Scale deposition in surface and subsurface production equipment is one of the major operational problems encountered during oil production, which results in equipment corrosion, wellbore plugging, production rate decline, and requires frequent squeeze treatments. Oil field scales mainly result from changes in the physicochemical properties (pH, temperature, and pressure), mixing with incompatible brine compositions, and mixing with inhibitors. Meanwhile, comprehensive modeling and prediction of scale formation has remained challenging due to the complexity of the geochemical reactions that occurs in real fields.

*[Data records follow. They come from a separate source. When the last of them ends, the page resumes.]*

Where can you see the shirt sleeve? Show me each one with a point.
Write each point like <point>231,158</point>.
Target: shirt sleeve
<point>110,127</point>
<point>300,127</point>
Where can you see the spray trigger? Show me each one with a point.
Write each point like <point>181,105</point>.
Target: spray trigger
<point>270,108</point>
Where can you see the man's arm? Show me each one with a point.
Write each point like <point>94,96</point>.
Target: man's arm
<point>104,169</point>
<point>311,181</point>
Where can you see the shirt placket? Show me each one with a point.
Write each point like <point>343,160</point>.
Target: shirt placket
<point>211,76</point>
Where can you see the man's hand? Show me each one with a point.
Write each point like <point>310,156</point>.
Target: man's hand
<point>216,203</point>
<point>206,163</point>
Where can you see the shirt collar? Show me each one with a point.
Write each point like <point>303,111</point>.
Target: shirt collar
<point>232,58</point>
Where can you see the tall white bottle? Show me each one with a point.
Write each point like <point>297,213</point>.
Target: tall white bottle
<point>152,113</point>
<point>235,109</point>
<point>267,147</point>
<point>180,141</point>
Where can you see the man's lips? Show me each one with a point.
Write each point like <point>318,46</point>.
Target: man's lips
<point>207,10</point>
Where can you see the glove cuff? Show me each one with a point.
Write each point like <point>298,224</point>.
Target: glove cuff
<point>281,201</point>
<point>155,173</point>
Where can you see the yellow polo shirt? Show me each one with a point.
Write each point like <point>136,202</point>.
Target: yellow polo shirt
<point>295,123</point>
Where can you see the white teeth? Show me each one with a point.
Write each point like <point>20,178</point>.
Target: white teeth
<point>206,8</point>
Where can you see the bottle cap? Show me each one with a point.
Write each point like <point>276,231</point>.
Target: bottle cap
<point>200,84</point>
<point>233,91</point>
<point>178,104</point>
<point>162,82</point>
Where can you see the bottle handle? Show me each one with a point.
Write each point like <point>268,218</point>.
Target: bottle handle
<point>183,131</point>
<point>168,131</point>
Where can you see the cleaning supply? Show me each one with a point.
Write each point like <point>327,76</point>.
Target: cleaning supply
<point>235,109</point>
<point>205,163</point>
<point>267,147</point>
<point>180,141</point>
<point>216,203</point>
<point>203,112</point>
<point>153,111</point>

For the first time and to overcome the lack of comprehensive geochemical-based tools, a robust, accurate, and flexible coupled reservoir and wellbore model is developed, and then, integrated with a geochemical tool (i.e. IPhreeqc) to predict scale formation from injection wells through the reservoir to production wells. IPhreeqc, the United States Geological Survey (USGS) geochemical tool, has the capability of modeling homogenous and heterogeneous, reversible and irreversible, and ion-exchange reactions under non-isothermal, non-isobaric, and local equilibrium or kinetic conditions. In this work, by integrating IPhreeqc with the compositional reservoir (UTCOMP) and wellbore simulator (UTWELL), the geochemical capabilities of IPhreeqc is used in a multi-physics reservoir/wellbore models for comprehensive prediction of carbonates and sulfates scales deposition. Moreover, the effects of weak acids and hydrocarbon phase dissolution in the aqueous phase were included to accurately predict the carbonate scale profile.
To the best of our knowledge, there is no comprehensive simulator available in the industry through which scale deposition in the reservoir and wellbore can be predicted accurately. In this paper, scale deposition profile in the field is estimated by including 1) the interaction of the hydrocarbon and aqueous phases and its effect on the aqueous-scale geochemistry 2) effects of parameters that vary greatly in the field (i.e. pressure, temperature, and pH) and 3) comprehensive geochemistry simulation (provided through coupling of the simulators with IPhreeqc). The outcome of this study yields a comprehensive tool for prediction of scale deposition profile and will help scale deposition risk management and mitigation plans.